Omicron spike protein model

Credit: David Veesler Lab

An international team of scientists has determined the precise structural changes in the spike protein of the omicron variant. Their observations explain how the virus is able to evade antibodies against previous variants and still remain highly infectious.

“The findings provide a blueprint that researchers can use to design new countermeasures, whether they be vaccines or therapeutics, against omicron and other coronavirus variants that may emerge,” said David Veesler, investigator with the Howard Hughes Medical Institute and associate professor of biochemistry at the University of Washington School of Medicine in Seattle. He led the research effort with Gyorgy Snell from Vir Biotechnology, Inc. in San Francisco.

The researchers report their findings in the journal Science.

Matthew McCallum, a postdoctoral fellow in Veesler’s lab, and Nadine Czudnochowski, a Vir Biotechnology scientist, were lead authors on the paper.

The omicron variant, which was first identified in November 2021 in South Africa, is causing a surge of infections around the world. In addition to being highly infectious, the variant can evade antibodies against earlier variants leading to breakthrough infections among those who have been vaccinated and those who have been infected previously.

The infectiousness of the virus is thought to be at least in part due to the large number of mutations in the amino acid sequences of the virus’s spike protein. The virus uses the spike protein to latch on to and enter the cells it infects. The omicron spike protein has 37 mutations that distinguish it from the first SARS-CoV-2 isolates in 2020.

Previous research by Veesler and colleagues have shown that antibodies generated by the six most commonly used vaccines, and all but one of monoclonal antibodies currently used to treat infections, have a reduced or abrogated ability to neutralize omicron.

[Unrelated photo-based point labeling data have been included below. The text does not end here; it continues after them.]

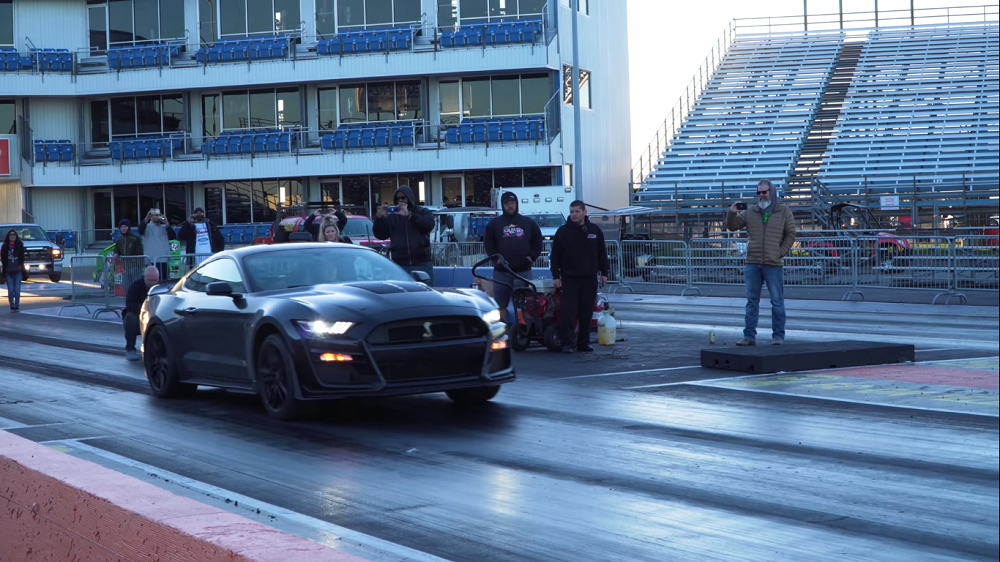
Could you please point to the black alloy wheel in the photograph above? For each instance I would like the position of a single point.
(161, 369)
(276, 379)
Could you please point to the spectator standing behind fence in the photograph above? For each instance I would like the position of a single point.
(12, 253)
(519, 240)
(201, 236)
(578, 256)
(409, 229)
(156, 236)
(770, 230)
(135, 295)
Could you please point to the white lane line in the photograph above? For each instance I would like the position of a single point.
(630, 372)
(405, 553)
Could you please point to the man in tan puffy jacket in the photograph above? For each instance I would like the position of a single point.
(771, 232)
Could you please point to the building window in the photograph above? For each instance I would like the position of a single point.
(379, 101)
(143, 115)
(139, 21)
(364, 14)
(482, 11)
(258, 17)
(266, 109)
(8, 118)
(7, 23)
(584, 87)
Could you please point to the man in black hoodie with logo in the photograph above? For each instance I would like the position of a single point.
(409, 229)
(578, 256)
(519, 240)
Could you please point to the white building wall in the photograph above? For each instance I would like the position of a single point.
(51, 24)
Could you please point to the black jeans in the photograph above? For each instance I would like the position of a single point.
(131, 322)
(578, 295)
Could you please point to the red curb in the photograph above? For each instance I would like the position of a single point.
(950, 376)
(54, 506)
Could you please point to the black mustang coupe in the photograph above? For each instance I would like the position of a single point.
(305, 321)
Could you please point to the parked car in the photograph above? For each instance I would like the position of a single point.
(309, 321)
(41, 256)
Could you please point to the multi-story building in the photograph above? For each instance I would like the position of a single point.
(112, 107)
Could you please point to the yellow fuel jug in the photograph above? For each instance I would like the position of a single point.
(607, 328)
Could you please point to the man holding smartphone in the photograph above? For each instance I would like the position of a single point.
(770, 230)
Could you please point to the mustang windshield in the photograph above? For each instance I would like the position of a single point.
(309, 266)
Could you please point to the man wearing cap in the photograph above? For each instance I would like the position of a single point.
(201, 236)
(519, 240)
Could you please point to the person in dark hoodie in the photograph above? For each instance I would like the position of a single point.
(409, 229)
(578, 256)
(519, 240)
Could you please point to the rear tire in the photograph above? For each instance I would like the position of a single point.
(276, 379)
(473, 396)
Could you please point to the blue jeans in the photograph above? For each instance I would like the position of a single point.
(755, 275)
(14, 289)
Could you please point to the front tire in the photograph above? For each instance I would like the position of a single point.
(473, 396)
(276, 379)
(161, 368)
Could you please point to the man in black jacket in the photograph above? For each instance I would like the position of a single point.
(519, 240)
(409, 229)
(578, 256)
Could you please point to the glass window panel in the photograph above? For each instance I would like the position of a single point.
(506, 96)
(447, 13)
(534, 94)
(238, 202)
(408, 103)
(356, 196)
(507, 178)
(8, 118)
(120, 16)
(262, 108)
(327, 108)
(98, 18)
(286, 15)
(503, 8)
(530, 7)
(7, 23)
(175, 208)
(171, 19)
(325, 17)
(260, 16)
(351, 13)
(99, 133)
(353, 104)
(477, 188)
(473, 9)
(406, 11)
(289, 107)
(233, 17)
(172, 109)
(206, 21)
(235, 110)
(147, 20)
(213, 205)
(476, 98)
(378, 12)
(147, 112)
(211, 116)
(122, 116)
(538, 177)
(450, 113)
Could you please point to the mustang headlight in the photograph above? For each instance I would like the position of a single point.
(322, 328)
(492, 317)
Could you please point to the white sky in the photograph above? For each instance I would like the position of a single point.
(670, 39)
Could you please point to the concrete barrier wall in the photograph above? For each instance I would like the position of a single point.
(54, 506)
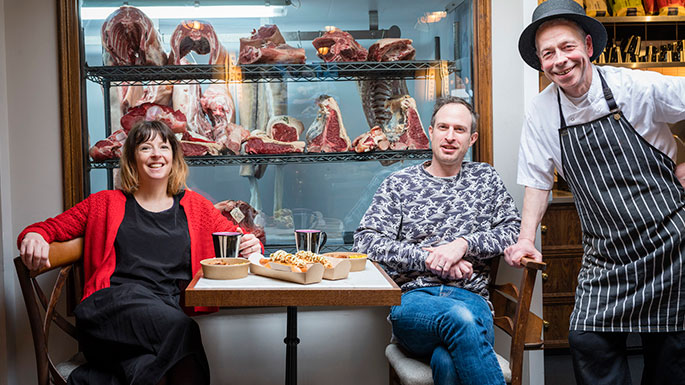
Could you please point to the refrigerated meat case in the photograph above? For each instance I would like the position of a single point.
(329, 191)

But many of the mutations in the variant affect the structure of the region of the spike protein that is responsible for attaching to and entering cells, a region called the receptor binding domain, and many expected the resulting changes in the receptor binding domain structure might impair the ability of the variant to bind to its target on cells.  This target is  protein called angiotensin converting enzyme-2, or ACE2. However, in their study, Veesler and his colleagues found that the changes had actually increased the ability of the receptor binding domain to bind to ACE2 by 2.4-fold.

To understand how omicron accumulated so many mutations while retaining efficient interactions with the host receptor ACE2, Veesler and his colleagues used cryo-electron microscopic and X-ray crystallographic studies to unveil the 3D organization of the omicron spike protein. The approach allowed them to achieve a resolution of about 3 angstroms. At this resolution, it was possible to discern the shape of individual amino acid building blocks that make up the spike protein. The researchers also determined how the structural changes in the spike protein affected the ability of antibodies effective against previous variants to bind to Omicron.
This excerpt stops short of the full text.